Bias metric computation fails for several or all metrics
If your receive one of the following error messages No Label values are
present in the predicted Label Column, Positive Predicted Index Series contains all
False values.
or Predicted Label Column series data type is
not the same as Label Column series.
, try the following:
-
Check that the correct dataset is being used.
-
Check whether the dataset size is too small; whether, for example, it contains only a few rows. This may cause the model outputs to have the same value or the data type is inferred incorrectly.
-
Check if the label or facet is treated as continuous or categorical. SageMaker Clarify uses heuristics to determine the
DataType
. For post-training bias metrics, the data type returned by the model may not match what is in the dataset or SageMaker Clarify may not be able to transform it correctly. -
In the bias report, you should see a single value for categorical columns or an interval for continuous columns.
-
For example, if a column has values 0.0 and 1.0 as floats, it will be treated as continuous even if there are too few unique values.
-
Mismatch between analysis config and dataset/model input/output
-
Check that the baseline format in the analysis config is the same as dataset format.
-
If your receive the error message
Could not convert string to float.
, check that the format is correctly specified. It could also indicate that the model predictions have a different format than the label column or it could indicate that the configuration for the label or probabilities is incorrect. -
If your receive the error message
Unable to locate the facet.
orHeaders must contain label.
orHeaders in config do not match with the number of columns in the dataset.
orFeature names not found.
, check that the headers match the columns. -
If your receive the error message
Data must contain features.
, check the content template for JSON Lines and compare it with the dataset sample if available.

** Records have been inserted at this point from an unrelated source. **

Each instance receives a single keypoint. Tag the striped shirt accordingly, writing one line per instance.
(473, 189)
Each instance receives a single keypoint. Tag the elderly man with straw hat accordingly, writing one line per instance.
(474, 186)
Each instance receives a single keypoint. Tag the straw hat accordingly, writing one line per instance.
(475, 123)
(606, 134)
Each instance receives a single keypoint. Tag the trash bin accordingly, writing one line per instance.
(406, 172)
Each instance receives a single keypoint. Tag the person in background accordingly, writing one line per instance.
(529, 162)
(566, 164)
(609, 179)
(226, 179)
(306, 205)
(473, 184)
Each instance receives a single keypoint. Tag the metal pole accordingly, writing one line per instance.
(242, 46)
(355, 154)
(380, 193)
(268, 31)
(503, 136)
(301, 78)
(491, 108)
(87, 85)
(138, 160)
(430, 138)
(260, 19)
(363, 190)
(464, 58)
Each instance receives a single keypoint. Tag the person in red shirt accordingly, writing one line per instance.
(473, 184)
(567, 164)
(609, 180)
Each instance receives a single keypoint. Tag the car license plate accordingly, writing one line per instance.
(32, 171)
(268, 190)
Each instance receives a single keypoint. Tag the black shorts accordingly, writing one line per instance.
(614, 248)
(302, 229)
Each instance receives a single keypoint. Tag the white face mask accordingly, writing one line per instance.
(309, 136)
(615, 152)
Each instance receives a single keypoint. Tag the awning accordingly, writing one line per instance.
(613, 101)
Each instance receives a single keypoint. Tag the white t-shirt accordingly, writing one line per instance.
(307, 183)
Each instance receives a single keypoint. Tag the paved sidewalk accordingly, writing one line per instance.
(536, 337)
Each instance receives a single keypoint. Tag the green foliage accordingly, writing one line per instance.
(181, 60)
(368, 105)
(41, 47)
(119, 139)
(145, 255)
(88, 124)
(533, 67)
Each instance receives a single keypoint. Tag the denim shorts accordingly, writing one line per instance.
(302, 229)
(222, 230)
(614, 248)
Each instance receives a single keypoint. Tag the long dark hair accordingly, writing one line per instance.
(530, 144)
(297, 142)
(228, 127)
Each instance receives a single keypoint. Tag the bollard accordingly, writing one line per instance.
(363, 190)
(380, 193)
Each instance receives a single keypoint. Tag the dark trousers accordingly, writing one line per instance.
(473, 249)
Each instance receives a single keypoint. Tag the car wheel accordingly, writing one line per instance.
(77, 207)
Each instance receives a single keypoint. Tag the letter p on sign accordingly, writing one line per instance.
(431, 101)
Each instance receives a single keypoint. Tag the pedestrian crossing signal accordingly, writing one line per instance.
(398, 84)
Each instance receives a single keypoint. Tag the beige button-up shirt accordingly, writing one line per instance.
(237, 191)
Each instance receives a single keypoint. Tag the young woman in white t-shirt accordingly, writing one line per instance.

Model returns 500 Internal Server Error or container falls back to per-record predictions due to model error
If you receive the error message Fallback to per-record prediction because
of model error.
, this could indicate that model cannot handle the batch
size, or be throttled, or just does not accept the input passed by the container due to
serialization problems. You should review the CloudWatch logs for the SageMaker endpoint and
look for error messages or tracebacks. For model throttling cases, it may help to use a
different instance type or increasing the number of instances for the endpoint.
Execution role is invalid
This indicates that the role provided is incorrect or missing required permissions. Check the role and its permissions that were used to configure the processing job and verify the permission and trust policy for the role.
Failed to download data
This indicates that job inputs could not be downloaded for the job to start. Check the bucket name and permissions for the dataset and the configuration inputs.
Could not connect to SageMaker
This indicates that the job could not reach SageMaker service endpoints. Check the network configuration settings for the processing job and verify virtual private cloud (VPC) configuration.